On Friday, the first day of the newly elected Labor government, the domestic-focused FTSE 250 index rose 0.86 percent and the country's 10-year bond yield fell 0.8 percentage points, the agency reports. Xinhua News.

This year's first quarter GDP rose 0.6 percent and the annual consumer price index rose 2 percent in May, in line with the Bank of England's planned interest rate cut.

The Labor government inherited a comparatively strong economy. However, it also faced an economy with significant inertia. There remains a large gap between the current productivity rate and pre-pandemic levels, and investment rates are low compared to other developed countries. The Labor government faces substantial challenges in revitalizing the economy.

Low investment

Data from the Economic Observatory showed that the overall investment rate in Britain fell from a peak of around 23 per cent of GDP in the late 1980s, to around 17 per cent from 2000 onwards. In contrast, investment rates among peers in G7 countries largely remained between 20 and 25 percent.

The main focus of the new Labor government should be investment, Tim Besley, professor of economics and political science at the London School of Economics and Political Science (LSE), told Xinhua.

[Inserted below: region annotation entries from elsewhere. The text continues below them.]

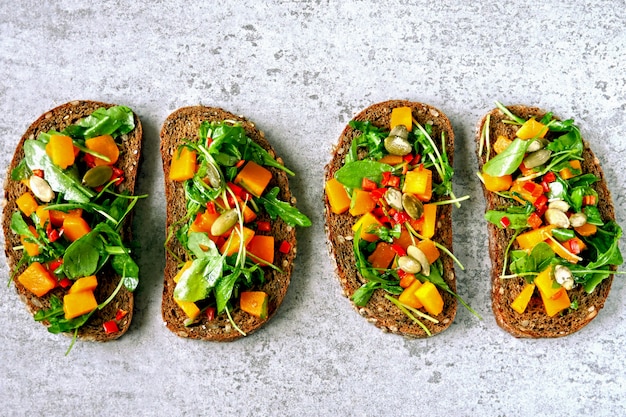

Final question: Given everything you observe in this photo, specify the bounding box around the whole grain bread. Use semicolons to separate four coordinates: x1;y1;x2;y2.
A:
2;100;143;342
324;100;457;338
161;106;296;342
476;105;615;338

"When you talk to business people or economic heavyweights, they will tell you that it is very difficult to see the strategic direction of the UK economy and the institutional framework that will allow economic objectives to be achieved," Besley said.

However, Labor may need time to formulate a coherent industrial strategy and plan.

Steve Nolan, senior lecturer in economics at Liverpool John Moores University, said Labor ran a cautious campaign and its future economic plans are quite limited.

Infrastructure could be a key area to attract investment. The Labor Government is set to establish a National Infrastructure and Services Transformation Authority, which will focus on infrastructure delivery and play a key role in setting the path for development.

“If structured correctly, the UK has the potential to address underinvestment,” Besley said.

Tax rate

Tax policy has been a contentious issue during Britain's general election campaign, with former Prime Minister Rishi Sunak repeatedly pressing then Labor leader Keir Starmer to clarify his stance.

In response, Labor pledged not to increase income tax, national insurance and value added taxes.

Iain Begg, a research professor at the LSE, told Xinhua that Labor has "tied its hands by refraining from raising taxes."

"If taxes are not raised, then the level of debt will become a constraint," Begg said.

Begg noted that the level of public debt in Britain is almost 100 percent of GDP, in addition to a significant fiscal deficit. The Labor government should be very careful with the public finances to avoid the pitfalls of former Prime Minister Liz Truss, whose policies, including substantial borrowing while maintaining low tax rates, shook financial markets.

"Labour's solution is to try to increase growth. Higher growth means that the same level of debt translates into a lower debt-to-GDP ratio, and Labor hopes it can achieve this through regulatory interventions rather than public spending," said. Supplicate.

international trade

The Financial Times reported last year that the Department of Business and Trade revealed a 27 per cent decline in foreign direct investment projects in Britain for the year ending March 2023, compared with the period from 2016 to 2017. .

Besley believes it is important to provide a framework and conditions that carefully guide plans and strategic government support to investors.

John Bryson, professor of Business and Economic Geography at the University of Birmingham, told Xinhua: "What the Labor government must do over the next five years is ensure that relations with China, the United States and the EU are appropriate, positive and and constructive."

"These relationships must be constructive if we want the UK economy to grow," Bryson said.